Article

The Brains Behind "Gunsmoke"

October 1959
Article
The Brains Behind "Gunsmoke"
October 1959

TV Western fans who are regular followers of "Gunsmoke" might find a surprising similarity between Marshal Matt Dillon, hero of this popular series, and lanky John L. Meston '37. This resemblance would not be merely accidental since Meston is the creator and writer of "Gunsmoke" and his wife and friends claim that he strongly resembles Dillon both physically and in personality. People sometimes stop him on the street thinking he is actor James Arness who plays Marshal Dillon on the CBS-TV weekly series.

Meston, like his hero, is tall, husky and sandy-haired; and he has no lack of background for writing westerns. He grew up in Colorado and is at home riding a horse or roping a calf. Although he loved the West, Meston came east to Dartmouth, studied in France after graduation, and was working on a Harvard Ph.D. thesis on the 17th-century French symbolists when World War II came along and interrupted things. After his war service he joined CBS radio as a story editor and had a hand in producing the original "Gunsmoke" that started out on radio. This is the radio series' eighth year of existence and Meston still supervises the scripts.

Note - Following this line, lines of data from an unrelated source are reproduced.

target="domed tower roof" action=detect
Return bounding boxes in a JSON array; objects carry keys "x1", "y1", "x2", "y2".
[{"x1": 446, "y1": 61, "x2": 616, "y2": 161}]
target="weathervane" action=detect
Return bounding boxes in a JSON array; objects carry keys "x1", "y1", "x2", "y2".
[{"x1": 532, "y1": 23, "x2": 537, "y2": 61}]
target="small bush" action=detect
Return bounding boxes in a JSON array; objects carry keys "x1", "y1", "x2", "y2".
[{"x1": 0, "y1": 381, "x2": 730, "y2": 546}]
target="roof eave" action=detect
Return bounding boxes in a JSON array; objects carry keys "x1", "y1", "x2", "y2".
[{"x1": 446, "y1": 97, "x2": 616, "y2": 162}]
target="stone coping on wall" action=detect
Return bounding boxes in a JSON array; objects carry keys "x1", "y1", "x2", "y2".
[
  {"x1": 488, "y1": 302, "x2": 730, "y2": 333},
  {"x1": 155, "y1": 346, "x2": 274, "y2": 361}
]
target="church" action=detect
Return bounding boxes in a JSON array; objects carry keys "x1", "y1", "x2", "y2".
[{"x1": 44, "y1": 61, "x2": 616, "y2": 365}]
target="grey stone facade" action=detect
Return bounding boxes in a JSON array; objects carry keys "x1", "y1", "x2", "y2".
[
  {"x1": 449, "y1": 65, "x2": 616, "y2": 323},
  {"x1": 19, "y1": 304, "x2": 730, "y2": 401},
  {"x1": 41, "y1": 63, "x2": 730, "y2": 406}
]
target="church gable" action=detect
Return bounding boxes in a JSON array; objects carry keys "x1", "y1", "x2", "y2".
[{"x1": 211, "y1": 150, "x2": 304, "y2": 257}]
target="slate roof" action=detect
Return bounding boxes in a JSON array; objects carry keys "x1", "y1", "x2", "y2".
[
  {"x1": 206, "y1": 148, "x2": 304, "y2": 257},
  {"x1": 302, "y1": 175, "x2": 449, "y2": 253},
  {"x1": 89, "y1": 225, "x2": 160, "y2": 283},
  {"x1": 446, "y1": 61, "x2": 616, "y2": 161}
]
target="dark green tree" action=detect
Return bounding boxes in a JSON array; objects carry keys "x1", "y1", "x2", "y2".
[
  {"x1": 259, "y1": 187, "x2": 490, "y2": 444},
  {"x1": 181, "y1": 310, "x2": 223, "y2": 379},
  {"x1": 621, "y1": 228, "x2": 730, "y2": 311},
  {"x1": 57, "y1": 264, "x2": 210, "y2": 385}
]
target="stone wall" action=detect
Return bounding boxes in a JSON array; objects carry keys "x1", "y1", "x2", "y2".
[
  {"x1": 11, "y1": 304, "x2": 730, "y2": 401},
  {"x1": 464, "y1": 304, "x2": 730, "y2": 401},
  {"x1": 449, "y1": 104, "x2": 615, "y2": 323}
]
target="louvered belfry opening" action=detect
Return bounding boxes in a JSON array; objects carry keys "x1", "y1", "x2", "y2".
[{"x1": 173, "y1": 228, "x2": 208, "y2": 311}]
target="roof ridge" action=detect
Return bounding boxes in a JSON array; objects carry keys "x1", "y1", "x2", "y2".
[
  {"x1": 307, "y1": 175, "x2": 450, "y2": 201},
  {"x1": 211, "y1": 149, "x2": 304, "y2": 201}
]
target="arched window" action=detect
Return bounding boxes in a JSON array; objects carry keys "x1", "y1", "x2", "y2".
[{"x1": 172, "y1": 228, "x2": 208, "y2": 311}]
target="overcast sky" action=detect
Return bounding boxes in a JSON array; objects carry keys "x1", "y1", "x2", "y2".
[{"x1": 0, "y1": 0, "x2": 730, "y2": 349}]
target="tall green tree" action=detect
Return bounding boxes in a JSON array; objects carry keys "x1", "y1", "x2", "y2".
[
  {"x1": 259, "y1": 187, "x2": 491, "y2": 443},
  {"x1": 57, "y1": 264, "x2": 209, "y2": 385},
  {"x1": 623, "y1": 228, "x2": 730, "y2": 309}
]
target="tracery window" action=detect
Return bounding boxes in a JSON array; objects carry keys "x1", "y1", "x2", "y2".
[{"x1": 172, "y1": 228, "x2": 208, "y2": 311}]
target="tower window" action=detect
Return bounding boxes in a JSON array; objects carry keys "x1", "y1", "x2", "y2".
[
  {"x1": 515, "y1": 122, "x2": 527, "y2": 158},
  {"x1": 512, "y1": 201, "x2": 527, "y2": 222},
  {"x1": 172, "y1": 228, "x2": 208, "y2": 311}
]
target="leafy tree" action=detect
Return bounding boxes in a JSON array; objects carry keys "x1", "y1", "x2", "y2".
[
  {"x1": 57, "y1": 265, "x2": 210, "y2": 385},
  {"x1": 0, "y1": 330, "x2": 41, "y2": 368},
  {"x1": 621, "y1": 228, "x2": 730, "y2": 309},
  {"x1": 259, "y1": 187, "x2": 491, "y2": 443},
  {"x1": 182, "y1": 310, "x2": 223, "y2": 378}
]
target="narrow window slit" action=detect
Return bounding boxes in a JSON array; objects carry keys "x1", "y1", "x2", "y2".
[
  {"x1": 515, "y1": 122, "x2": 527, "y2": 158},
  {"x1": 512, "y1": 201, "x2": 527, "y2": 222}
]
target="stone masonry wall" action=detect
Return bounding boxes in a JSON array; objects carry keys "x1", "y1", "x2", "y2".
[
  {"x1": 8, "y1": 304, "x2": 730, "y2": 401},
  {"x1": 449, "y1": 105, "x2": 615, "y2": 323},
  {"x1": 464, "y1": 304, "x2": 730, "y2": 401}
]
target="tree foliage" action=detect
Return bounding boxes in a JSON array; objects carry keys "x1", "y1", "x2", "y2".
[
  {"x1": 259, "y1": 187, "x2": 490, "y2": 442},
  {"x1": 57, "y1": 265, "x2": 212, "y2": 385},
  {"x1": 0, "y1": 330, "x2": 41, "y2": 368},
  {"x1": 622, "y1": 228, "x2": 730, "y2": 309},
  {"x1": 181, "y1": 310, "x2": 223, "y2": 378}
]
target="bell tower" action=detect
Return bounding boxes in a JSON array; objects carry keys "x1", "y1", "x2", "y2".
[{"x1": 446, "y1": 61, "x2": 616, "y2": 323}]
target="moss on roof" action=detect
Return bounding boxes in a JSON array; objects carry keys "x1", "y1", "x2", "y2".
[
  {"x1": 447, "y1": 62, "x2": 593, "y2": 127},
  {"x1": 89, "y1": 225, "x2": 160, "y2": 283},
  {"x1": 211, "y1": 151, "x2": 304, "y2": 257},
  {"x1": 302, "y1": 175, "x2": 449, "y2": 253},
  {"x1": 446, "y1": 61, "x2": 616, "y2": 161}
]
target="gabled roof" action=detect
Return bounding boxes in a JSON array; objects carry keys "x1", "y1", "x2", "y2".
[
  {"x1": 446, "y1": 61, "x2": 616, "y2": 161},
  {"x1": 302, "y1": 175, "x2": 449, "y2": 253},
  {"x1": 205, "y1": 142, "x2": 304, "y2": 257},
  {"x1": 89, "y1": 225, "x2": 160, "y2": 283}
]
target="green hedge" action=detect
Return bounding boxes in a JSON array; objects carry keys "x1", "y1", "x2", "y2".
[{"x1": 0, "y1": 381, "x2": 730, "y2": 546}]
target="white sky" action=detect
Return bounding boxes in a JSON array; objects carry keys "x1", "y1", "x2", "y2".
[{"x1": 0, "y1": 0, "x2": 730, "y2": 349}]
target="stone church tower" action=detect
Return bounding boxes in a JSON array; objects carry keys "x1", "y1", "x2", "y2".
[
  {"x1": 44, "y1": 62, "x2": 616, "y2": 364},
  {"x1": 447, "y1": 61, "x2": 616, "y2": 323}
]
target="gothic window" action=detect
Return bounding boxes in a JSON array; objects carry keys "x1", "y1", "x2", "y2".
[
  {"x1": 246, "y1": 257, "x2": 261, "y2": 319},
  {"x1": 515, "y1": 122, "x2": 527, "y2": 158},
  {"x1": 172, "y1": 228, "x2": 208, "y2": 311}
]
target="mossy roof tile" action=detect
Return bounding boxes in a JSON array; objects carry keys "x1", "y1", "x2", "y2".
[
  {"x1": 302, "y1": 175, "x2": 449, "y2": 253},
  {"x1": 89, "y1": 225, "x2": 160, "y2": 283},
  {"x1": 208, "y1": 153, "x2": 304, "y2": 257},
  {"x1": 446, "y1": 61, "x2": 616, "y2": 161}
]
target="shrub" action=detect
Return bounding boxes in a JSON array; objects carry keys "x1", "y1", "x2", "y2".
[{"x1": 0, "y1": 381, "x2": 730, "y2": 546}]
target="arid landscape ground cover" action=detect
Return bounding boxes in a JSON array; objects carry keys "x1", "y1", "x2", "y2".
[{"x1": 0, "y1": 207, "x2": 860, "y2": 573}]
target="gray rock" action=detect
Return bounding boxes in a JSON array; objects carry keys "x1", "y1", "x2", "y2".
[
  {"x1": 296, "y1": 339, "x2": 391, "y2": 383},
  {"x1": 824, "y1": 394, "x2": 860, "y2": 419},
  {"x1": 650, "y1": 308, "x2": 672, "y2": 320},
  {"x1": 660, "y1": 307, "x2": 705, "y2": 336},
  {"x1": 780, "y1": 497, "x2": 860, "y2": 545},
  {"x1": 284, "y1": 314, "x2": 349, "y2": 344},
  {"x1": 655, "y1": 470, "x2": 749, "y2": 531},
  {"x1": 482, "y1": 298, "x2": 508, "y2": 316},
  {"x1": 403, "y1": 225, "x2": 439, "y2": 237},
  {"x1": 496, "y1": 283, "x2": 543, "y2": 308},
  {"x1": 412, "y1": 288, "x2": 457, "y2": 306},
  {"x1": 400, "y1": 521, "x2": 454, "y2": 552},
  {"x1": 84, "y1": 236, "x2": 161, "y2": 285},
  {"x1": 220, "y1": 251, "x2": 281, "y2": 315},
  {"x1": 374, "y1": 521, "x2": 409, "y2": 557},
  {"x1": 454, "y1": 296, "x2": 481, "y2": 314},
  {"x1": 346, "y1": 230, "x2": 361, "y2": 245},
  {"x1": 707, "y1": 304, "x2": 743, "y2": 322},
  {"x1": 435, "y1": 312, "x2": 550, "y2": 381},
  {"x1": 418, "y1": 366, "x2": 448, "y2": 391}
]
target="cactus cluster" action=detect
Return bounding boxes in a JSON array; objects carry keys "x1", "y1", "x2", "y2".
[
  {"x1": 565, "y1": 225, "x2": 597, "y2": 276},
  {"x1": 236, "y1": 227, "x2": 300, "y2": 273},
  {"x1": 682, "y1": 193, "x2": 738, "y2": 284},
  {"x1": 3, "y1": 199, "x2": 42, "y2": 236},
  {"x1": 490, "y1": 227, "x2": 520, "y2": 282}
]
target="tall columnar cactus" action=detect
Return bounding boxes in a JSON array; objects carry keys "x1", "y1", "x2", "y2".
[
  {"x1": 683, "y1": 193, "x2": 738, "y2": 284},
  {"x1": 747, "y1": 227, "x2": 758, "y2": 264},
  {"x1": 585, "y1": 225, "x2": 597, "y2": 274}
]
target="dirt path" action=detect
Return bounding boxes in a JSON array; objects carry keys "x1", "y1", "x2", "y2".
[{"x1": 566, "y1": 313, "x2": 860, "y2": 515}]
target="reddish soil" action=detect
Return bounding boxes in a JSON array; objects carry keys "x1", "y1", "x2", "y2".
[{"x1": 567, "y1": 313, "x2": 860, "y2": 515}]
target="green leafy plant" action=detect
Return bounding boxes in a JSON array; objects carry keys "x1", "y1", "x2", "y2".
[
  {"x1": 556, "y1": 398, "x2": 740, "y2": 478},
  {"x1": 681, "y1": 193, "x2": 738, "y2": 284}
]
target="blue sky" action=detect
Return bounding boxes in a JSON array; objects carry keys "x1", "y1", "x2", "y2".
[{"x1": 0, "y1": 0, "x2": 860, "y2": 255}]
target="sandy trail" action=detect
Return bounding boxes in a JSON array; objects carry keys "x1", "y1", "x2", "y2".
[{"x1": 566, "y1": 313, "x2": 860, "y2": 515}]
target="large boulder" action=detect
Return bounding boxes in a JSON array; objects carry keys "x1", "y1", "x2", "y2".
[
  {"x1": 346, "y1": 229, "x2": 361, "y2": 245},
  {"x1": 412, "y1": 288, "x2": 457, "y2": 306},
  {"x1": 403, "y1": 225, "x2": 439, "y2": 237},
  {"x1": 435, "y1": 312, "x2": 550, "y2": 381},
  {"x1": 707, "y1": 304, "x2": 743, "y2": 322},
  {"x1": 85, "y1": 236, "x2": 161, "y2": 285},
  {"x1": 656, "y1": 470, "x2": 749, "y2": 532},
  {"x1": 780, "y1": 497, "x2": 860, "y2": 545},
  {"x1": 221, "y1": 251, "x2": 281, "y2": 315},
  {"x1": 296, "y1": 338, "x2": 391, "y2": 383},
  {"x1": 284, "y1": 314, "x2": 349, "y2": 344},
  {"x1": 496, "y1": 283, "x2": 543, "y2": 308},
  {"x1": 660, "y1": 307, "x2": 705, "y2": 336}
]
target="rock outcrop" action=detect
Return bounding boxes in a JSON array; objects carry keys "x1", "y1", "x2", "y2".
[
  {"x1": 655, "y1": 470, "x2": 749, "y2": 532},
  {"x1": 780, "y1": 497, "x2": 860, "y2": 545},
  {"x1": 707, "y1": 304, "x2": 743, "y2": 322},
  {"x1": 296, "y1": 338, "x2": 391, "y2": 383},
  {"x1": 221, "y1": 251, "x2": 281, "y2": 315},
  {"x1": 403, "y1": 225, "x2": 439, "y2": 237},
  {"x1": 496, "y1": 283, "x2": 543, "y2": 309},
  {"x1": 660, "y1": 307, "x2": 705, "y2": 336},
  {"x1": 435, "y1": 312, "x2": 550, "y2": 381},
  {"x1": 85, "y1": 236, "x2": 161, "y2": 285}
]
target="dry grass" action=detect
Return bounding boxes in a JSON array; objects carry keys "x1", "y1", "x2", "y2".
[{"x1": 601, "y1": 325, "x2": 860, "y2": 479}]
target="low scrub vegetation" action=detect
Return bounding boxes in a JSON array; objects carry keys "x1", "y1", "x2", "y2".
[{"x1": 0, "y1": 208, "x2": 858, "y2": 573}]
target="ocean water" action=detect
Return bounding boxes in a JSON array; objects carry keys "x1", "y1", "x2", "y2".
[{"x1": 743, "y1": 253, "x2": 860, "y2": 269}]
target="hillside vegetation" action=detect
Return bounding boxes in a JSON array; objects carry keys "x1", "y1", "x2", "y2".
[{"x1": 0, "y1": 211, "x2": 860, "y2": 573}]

When "Gunsmoke" began, Meston claims they were determined to avoid every cliche of the grade B western movies. Everything was done the opposite way - plot, language and especially character. Marshal Dillon has been made a fallible human being, and he has been out-talked, out-drawn, out-shot, and out-just-about-everything during the history of the program.

"It's not easy," says Meston, "but we keep trying."

Recently wed to the celebrated lady bullfighter Betty Ford, Meston and his wife have gone to Spain for the year where he still regularly writes his "Gunsmoke" scripts while working on a biography of his wife on the side.